Do you consider yourself a rebel? Do you act rebelliously? Are you proud of being a rebel? Rebels have a certain glamour attached to them – sometimes justified, sometimes not. Perhaps the question should be – in what areas are you a rebel? Do you choose your battles to win or do you come out, on any issue with which you disagree, with guns blazing irrespective of consequences?
Undoubtedly we need to start from a common framework (definition) and Webster’s definition is: one who resists authority, to feel or show strong aversion. Again I feel this definition somewhat limiting. For example: does the person who rebels try and influence others? Is the rebellion against an idea or a person – or both? What is the behavior of the rebel – destructive or instructive, among other options? These are important questions and need clarification.

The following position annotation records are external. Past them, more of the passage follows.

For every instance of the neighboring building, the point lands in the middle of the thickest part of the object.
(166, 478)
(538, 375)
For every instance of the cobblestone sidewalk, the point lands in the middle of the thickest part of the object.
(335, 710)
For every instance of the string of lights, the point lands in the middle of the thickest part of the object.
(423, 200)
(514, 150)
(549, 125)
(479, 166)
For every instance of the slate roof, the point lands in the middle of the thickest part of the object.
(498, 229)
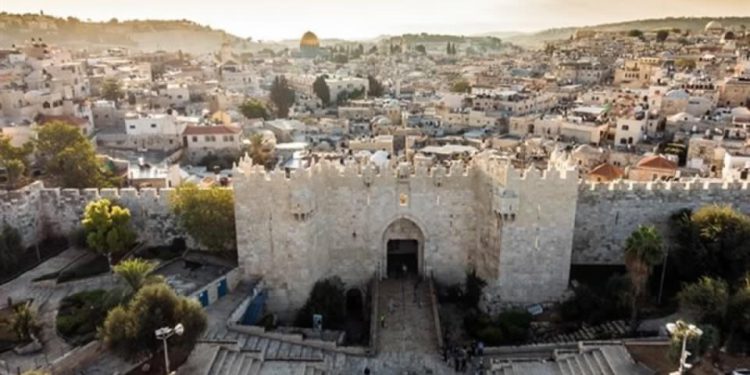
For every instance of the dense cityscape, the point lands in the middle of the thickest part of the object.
(178, 199)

I suspect we all rebel at times but there are those who make a career of rebelling. Unless you know the particulars of the rebellion then it is senseless at best, like a small child stamping their foot when they don’t get their own way. Is that what is the root basis of rebellion – getting your own way? If so, then it is petty at best. If the cause of rebellion is a deep held belief then we’re talking a more legitimate basis. But the other criteria of imposed belief structure that is contrary to yours becomes the overriding factor. And the word, imposed, is critical. What is the ‘why’ of the rebellion? And what is the alternative?
Consider those that have been acclaimed as ‘rebels’ and determine if any of them stood on a principle that you believe worthy of emulation. Rebels who want people to think, to analyze are people worth listening to but not necessarily to follow. Others who only harangue or glamorize themselves are only noise. ‘Rebel’ is a broad paintbrush and needs to be defined before any stamp can be applied.